#2: How to start a project
Like everybody else, I usually have more to do than even a 36-hour day will fit in. I always scribble stuff on bits of papers, and sometimes even make lists. That may not qualify as “drawing” in the professional sense, but even a few marks on paper can signify a beginning.
Drawing is the greatest means of communication for architects and designers with or without a brief. Getting the ideas on to paper is another matter, but a foolproof strategy for designing does exist. When Le Corbusier ‘designed’ the Cabanon in 45 minutes, what exactly did he do? Did he scribble a complete building – plan, elevation and section – on to the back of that proverbial envelope? Or was it just a doodle that was then deciphered and translated by assistants who were familiar with the master’s handwriting? We all know that a quick sketch can be both the beginning of a process or the end of it. It all depends on what you call ‘designing’. Does it only happen while actually working on paper or screen, or does a problem, a brief, or a project leech itself to the inside of your head without you even knowing it’s there? And then come out, fully developed as a building, a painting, a chair, a lamp, or a book cover? For myself, I have identified five distinct strategies to start designing. (They apply to writing as well.)
1. AVOIDING
Need the car washed, emails answered, receipts filed? When the deadline already casts a long shadow on your conscience, you suddenly feel the urgent need to tidy up all those loose ends. You can only sit down to work when everything is tidy, in your mind and on your desk. I have to go through this phase every time. By now, I recognize it and use it to actually finish all these little annoying tasks that keep piling up.
2. THINKING
Our brain is an amazing tool: unlimited capacity, works at the speed of light and is incredibly flexible. Unfortunately the problem is never lack of capacity but retrieval. We know it’s in there, but cannot find it. Just sitting down (after having cleaned up the desk, of course) and putting your mind to a problem for a few minutes is an amazing experience that we hardly ever allow ourselves to enjoy. If you do not look at emails, switch off the phone, keep your door and the books on your desk closed, you’d be surprised how quickly you start getting things sorted, in your head at least.
3. SKETCHING
After a few minutes of plain old pondering the issue at hand, it can be useful to start making marks on paper. Not necessarily proper mind maps or floor plans, but anything that will still be visible a day later. Picturing thoughts, even if you cannot draw at all, is amazingly effective, especially if you have to remember what you thought about a day later or communicate it to someone else.
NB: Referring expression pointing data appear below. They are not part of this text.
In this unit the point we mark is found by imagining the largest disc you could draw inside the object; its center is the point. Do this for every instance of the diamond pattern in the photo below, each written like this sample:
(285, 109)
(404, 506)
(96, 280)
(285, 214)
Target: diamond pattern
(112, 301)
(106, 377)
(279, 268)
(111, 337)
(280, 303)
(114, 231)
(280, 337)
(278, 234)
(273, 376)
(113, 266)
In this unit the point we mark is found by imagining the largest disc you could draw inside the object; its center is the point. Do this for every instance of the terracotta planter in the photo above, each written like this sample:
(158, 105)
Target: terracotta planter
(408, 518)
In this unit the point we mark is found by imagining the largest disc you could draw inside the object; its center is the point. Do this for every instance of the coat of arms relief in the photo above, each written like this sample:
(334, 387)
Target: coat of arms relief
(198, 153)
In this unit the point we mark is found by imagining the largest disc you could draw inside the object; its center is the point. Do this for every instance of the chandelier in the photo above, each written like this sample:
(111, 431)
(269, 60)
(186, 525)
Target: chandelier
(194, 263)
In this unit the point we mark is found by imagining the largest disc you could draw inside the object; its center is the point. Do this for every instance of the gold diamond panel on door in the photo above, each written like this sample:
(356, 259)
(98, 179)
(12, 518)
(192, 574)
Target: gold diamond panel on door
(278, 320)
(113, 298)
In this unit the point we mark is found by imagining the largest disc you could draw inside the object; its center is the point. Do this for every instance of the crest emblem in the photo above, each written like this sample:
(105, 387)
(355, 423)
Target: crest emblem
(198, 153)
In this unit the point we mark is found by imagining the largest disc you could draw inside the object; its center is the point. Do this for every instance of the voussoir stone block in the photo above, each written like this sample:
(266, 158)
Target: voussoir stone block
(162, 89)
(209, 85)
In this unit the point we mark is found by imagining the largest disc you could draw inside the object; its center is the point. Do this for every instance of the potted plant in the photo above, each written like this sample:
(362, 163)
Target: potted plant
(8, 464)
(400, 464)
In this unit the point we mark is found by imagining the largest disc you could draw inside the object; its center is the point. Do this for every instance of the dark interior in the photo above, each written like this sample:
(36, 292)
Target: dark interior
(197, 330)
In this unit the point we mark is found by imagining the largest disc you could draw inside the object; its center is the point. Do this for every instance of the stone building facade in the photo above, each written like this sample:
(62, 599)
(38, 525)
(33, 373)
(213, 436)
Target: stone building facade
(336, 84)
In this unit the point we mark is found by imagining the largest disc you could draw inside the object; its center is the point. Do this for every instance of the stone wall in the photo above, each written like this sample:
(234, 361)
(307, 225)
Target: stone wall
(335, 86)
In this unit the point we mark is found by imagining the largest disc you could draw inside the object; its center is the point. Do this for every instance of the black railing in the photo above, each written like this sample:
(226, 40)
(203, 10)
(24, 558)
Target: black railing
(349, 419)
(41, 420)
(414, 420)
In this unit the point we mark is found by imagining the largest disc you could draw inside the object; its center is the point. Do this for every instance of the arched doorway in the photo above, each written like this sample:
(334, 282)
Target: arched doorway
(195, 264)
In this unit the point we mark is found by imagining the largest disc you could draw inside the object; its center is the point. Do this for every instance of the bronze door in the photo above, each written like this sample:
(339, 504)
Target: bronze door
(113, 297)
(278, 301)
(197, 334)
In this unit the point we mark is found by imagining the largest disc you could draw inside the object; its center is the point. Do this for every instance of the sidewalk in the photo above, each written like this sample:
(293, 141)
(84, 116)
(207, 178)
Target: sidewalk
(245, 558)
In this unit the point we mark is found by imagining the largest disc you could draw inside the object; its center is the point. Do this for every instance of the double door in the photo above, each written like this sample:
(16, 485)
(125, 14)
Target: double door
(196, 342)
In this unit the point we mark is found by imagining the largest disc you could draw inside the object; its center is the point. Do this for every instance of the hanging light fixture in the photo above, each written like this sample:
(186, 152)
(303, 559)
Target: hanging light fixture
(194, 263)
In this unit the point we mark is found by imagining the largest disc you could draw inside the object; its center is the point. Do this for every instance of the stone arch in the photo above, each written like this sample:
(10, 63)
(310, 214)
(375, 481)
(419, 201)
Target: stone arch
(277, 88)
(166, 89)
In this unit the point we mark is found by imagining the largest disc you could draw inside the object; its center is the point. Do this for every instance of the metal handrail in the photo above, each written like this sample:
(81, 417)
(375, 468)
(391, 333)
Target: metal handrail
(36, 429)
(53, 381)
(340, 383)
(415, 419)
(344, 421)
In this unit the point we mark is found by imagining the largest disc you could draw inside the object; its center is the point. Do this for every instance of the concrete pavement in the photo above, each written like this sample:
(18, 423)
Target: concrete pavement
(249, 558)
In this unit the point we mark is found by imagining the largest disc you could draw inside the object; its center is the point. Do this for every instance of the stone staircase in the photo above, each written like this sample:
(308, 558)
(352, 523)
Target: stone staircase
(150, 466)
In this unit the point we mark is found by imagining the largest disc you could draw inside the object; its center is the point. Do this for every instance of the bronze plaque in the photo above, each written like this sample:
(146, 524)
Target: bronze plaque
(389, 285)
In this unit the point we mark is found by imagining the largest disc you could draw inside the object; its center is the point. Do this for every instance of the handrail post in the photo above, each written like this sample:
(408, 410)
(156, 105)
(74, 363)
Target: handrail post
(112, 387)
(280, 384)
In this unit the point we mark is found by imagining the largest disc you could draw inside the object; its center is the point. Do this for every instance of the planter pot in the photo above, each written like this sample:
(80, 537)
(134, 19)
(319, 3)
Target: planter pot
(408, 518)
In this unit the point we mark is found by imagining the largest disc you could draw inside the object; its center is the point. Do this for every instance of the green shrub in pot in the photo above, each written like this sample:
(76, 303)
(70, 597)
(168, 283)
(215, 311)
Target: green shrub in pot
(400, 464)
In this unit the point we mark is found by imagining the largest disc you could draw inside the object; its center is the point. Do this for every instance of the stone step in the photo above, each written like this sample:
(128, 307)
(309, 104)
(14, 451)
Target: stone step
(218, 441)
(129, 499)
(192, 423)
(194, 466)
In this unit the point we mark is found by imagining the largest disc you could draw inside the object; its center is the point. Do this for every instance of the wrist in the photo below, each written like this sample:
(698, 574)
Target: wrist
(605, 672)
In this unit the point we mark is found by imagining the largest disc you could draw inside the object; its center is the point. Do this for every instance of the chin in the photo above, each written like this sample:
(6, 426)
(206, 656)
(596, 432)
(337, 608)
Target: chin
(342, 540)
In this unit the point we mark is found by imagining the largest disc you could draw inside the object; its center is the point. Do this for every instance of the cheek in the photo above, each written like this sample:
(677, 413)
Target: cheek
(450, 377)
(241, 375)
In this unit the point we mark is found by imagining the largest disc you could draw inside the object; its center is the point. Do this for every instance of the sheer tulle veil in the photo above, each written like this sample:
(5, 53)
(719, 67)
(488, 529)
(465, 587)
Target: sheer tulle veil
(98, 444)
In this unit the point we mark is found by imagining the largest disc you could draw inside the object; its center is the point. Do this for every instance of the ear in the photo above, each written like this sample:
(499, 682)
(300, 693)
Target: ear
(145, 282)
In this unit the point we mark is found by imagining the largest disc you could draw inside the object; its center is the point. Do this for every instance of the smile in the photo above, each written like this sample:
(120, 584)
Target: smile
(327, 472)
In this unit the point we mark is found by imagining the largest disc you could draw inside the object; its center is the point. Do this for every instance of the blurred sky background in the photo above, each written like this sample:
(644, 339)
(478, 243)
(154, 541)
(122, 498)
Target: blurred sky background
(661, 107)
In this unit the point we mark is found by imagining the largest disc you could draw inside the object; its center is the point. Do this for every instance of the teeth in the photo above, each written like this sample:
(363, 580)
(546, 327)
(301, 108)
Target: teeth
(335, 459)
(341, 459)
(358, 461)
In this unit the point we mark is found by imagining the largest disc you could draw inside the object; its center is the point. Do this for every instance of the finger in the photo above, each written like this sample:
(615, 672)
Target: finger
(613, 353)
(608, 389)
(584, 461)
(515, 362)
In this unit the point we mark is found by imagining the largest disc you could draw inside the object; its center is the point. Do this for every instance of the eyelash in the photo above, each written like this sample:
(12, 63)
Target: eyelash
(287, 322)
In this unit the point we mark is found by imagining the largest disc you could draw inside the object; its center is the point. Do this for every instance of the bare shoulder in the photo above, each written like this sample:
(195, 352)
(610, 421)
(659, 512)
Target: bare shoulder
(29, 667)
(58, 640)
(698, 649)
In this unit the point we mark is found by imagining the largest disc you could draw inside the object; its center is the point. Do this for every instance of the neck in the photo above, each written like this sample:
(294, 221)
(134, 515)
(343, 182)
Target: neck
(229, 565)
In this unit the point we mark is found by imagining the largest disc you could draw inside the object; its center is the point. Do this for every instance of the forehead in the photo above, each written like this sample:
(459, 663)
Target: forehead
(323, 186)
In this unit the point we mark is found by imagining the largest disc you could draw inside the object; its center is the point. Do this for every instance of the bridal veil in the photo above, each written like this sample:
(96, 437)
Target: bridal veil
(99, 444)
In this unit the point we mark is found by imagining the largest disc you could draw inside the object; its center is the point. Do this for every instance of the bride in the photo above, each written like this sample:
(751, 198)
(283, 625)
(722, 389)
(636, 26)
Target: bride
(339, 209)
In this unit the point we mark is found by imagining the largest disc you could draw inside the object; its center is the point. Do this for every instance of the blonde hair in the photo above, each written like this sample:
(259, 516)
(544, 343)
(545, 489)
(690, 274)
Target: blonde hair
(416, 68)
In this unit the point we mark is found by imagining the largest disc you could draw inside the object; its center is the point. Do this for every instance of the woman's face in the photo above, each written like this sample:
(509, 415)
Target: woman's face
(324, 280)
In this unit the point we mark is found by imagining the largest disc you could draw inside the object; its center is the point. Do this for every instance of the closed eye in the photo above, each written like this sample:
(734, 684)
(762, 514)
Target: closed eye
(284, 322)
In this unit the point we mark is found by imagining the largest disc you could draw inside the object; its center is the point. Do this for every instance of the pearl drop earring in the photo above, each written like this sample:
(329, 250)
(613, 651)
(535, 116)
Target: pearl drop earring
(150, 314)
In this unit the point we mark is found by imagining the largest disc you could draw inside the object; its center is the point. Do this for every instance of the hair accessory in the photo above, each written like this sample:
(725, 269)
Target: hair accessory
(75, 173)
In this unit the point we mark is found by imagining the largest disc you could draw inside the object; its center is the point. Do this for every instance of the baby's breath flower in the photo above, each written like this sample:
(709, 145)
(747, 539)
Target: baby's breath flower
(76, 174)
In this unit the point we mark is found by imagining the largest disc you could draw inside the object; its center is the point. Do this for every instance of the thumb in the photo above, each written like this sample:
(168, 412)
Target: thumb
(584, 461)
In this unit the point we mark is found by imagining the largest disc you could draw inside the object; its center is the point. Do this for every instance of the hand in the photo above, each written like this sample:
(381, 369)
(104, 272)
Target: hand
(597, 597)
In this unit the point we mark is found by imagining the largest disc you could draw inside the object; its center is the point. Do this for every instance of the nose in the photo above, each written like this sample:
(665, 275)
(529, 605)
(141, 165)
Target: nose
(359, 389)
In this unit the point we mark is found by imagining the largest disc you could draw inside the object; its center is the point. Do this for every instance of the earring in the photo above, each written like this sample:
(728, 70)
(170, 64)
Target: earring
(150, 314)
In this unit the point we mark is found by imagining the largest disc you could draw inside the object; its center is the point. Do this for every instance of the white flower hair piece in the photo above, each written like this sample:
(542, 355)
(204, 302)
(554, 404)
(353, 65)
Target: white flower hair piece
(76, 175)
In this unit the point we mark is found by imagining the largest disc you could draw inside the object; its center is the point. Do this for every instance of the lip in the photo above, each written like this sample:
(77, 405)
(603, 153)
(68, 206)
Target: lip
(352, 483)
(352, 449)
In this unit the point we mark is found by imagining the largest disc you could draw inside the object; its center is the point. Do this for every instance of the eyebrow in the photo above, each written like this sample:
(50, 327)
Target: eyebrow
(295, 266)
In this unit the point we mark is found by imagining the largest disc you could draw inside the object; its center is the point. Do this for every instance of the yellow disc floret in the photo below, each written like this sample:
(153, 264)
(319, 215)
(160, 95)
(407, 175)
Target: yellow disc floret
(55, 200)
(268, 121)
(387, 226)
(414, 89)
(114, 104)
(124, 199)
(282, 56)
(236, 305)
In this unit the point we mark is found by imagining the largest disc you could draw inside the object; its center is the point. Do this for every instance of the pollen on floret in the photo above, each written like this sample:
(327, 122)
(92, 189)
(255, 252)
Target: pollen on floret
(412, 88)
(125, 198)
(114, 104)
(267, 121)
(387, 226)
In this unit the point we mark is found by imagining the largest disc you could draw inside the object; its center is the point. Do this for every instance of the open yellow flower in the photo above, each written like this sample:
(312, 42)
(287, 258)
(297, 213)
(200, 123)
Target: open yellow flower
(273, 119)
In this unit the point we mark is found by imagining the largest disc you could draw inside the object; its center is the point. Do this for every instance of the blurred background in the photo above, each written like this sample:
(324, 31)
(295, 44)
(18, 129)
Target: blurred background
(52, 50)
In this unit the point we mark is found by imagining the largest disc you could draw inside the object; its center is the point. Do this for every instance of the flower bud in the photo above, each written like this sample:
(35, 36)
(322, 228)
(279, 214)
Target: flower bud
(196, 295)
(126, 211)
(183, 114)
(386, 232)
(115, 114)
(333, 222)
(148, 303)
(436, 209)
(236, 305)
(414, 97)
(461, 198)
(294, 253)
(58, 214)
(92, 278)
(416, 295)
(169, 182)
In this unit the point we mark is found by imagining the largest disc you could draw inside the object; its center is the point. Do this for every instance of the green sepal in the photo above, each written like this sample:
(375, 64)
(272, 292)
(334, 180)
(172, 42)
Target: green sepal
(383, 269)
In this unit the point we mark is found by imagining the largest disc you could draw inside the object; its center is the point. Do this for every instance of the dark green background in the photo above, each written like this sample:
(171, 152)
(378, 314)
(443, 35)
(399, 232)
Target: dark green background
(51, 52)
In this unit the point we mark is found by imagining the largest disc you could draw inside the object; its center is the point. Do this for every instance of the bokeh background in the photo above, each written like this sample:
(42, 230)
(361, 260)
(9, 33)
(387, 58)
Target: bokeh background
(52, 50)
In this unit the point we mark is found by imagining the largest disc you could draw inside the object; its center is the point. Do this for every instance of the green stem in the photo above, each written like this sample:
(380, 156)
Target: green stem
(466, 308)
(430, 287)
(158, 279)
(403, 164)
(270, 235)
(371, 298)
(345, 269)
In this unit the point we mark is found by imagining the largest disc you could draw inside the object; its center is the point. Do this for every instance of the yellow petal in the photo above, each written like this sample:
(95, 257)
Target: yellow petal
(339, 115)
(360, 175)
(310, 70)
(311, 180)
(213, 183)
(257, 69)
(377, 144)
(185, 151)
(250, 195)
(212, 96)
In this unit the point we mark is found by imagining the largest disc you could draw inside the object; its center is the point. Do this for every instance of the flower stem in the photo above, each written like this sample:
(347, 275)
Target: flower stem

You can buy expensive software to help with this, but I find that the time spent mastering the learning curve of a new application would be better applied to learning to sketch simple little drawings. Everybody – especially clients – loves a designer who can actually draw. As a type designer I am loathe to admit that a picture does sometimes say more than a thousand words.
4. RESEARCHING
Knowledge is good, and looking around for signs of other intelligent solutions to a similar task may help. Gathering background facts also builds confidence and may help convince a client. Looking at too many annuals full of other peoples’ work can be dangerous though: you either get totally discouraged because everybody else’s stuff looks so good, or you – inadvertently, of course – imitate something, often later, when you think you cannot recall anything you’ve seen.
5. COLLECTING
This is an ongoing activity. I do not know one designer, writer or architect who doesn’t keep things that are ‘interesting’. That doesn’t always have to amount to a complete collection of Braun hi-fi equipment from 1957 until today, as in my case, but anything that you could not throw away at the time survived for a good reason: it spoke to you. If you can make your collection bring back that original inspiration, you can trigger parts of your brain that may have encountered the same problem before, even without knowing it at the time. All these strategies work. One after the other, if not in the order mentioned above, but more often than not concurrently. We carry a design brief around with us all the time, not just during the hours we can actually charge a client. It just needs the right moment to manifest itself. That’s why Le Corbusier probably knew exactly what he wanted to do when he took out his pen.
What these anecdotes fail to mention, however, is that after the first strike of genius, most of us have to spend much, much longer getting scribbles made into plans, ideas turned into prose and proposals into commissions.